L’exposition à la galerie All that is could be otherwise mettra en avant plusieurs grands thèmes propres à l’oeuvre de Ricardo Brey. Dans ses travaux les plus récents la figure de l’arbre est souvent interrogée, jonchée de fragments, entourée de parcelles d’objets ou encore partiellement recouverte. L’artiste s’inspire directement de la place de la végétation à Cuba, où ont été pratiquées des déforestations massives. Ces clichés de souches, souvent imprimés sur toile, offrent des images puissantes intensifiées par l’ajout d’objets, comme dans les oeuvres Sea Level (2016) ou Àrbol Cortado y escombros(2013-2014).

Birdland est une pièce centrale dans le travail de l’artiste, réunissant des sujets récurrents et des pensées au sein d’une seule oeuvre, en combinant des références à la musique et à la nature. L’installation, mais aussi l’oeuvre de l’artiste en général, impliquent l’esprit libre d’association emprunté à l’univers du Jazz «(…)des pensées qui se croisent, qui vont et viennent dans différentes formes pendant des années». « Birdland est le nom d’un lieu mythique pour tous les musiciens de jazz. Au milieu d’un nid fait de manteaux et de déchets urbains, entouré d’oeufs d’autruche, se trouve un saxophone, dressé comme un cygne », explique Ricardo Brey à propos de cette installation. L’oiseau, ou ses oeufs, sont aussi fréquemment présents comme une métaphore poétique de la liberté et d’une extension vers l’ailleurs (notamment avec l’oeuvre The Tourist, 2016).

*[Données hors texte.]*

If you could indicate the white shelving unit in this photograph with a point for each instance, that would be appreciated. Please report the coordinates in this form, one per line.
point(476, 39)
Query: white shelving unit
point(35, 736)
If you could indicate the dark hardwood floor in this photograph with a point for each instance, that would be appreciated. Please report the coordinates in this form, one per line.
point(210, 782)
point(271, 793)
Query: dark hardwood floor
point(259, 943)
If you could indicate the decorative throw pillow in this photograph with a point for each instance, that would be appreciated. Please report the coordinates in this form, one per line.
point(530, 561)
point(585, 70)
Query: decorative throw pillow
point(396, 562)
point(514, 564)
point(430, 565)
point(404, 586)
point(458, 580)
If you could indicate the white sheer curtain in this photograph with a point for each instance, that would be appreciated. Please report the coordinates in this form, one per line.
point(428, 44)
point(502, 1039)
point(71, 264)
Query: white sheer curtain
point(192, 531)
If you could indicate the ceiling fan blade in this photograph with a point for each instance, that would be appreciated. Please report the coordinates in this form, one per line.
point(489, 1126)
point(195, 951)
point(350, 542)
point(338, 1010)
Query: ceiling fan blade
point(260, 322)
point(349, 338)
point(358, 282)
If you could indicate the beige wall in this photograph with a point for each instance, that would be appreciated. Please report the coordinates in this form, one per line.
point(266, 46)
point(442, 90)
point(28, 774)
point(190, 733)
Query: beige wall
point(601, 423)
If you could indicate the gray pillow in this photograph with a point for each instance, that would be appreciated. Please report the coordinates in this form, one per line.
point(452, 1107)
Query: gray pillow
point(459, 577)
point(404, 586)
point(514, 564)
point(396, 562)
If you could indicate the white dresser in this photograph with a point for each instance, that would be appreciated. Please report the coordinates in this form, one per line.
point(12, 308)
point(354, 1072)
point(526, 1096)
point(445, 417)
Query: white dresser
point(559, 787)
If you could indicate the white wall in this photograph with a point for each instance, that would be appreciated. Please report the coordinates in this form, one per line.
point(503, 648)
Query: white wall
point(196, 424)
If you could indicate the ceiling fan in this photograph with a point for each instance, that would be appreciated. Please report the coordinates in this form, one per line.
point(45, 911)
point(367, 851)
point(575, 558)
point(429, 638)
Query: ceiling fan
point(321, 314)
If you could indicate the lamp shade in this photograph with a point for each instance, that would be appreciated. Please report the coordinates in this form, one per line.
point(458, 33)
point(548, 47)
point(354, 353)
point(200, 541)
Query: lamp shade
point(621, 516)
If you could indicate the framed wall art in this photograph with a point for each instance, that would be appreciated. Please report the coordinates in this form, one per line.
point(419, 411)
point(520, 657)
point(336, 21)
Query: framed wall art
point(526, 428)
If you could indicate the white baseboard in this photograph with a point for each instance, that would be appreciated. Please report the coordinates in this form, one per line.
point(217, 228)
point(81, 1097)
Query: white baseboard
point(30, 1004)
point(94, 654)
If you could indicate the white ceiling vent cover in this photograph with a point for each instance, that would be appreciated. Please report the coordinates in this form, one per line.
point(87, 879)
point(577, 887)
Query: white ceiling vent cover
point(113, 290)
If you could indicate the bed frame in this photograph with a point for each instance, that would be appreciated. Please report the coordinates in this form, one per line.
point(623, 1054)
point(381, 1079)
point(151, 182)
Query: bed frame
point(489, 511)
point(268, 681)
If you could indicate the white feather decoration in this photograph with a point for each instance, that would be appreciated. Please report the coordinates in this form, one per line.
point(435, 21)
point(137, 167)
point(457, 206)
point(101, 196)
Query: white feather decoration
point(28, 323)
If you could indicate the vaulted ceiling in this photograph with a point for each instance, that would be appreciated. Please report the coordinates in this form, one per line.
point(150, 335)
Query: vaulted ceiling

Les oeuvres sur papier matérialisent une véritable réflexion liée aux « photographies-sculptures » et aux installations de l’artiste. Pour lui, la feuille est un support qui constitue un espace où le format est limité mais où la matière envahit la surface en lui donnant du poids, en rendant physiques des images, des idées et des pensées. Dans son oeuvre Inferno (2016), il fait notamment référence au texte Dos lecciones infernales (XVIIème siècle) de Galileo Galilei (1564-1642) duquel il extrait des mots ou des passages afin de matérialiser des idées, des sons et des pensées qui l’inspirent. La feuille devient un territoire où la main de l’artiste laisse une trace dans le monde. L’oeuvre sur papier est un objet à part entière. Il est synonyme d’une liberté de temps, de lieu et d’espace.

Avec l’exposition All that is could be otherwise, Ricardo Brey retient le mot coréen « Hallyu » qui assimile la rapidité de diffusion de la culture au mouvement d’une vague. Dans leur ensemble, les oeuvres de l’artiste nous intriguent, nous bouleversent autant qu’elles nous échappent. L’artiste produit des images globales et nous fait nous questionner sur nous-mêmes et notre relation à un monde tumultueux. Son travail est le reflet de ses interrogations à propos de grands thèmes tels que le langage, l’image, la rêverie, la culture, la connaissance, le temps et les liens entre l’ordre, le chaos, la raison et l’irrationnel. C’est dans un flot ininterrompu de pensées et de signes que Ricardo Brey construit et déconstruit une oeuvre spirituelle et résolument poétique.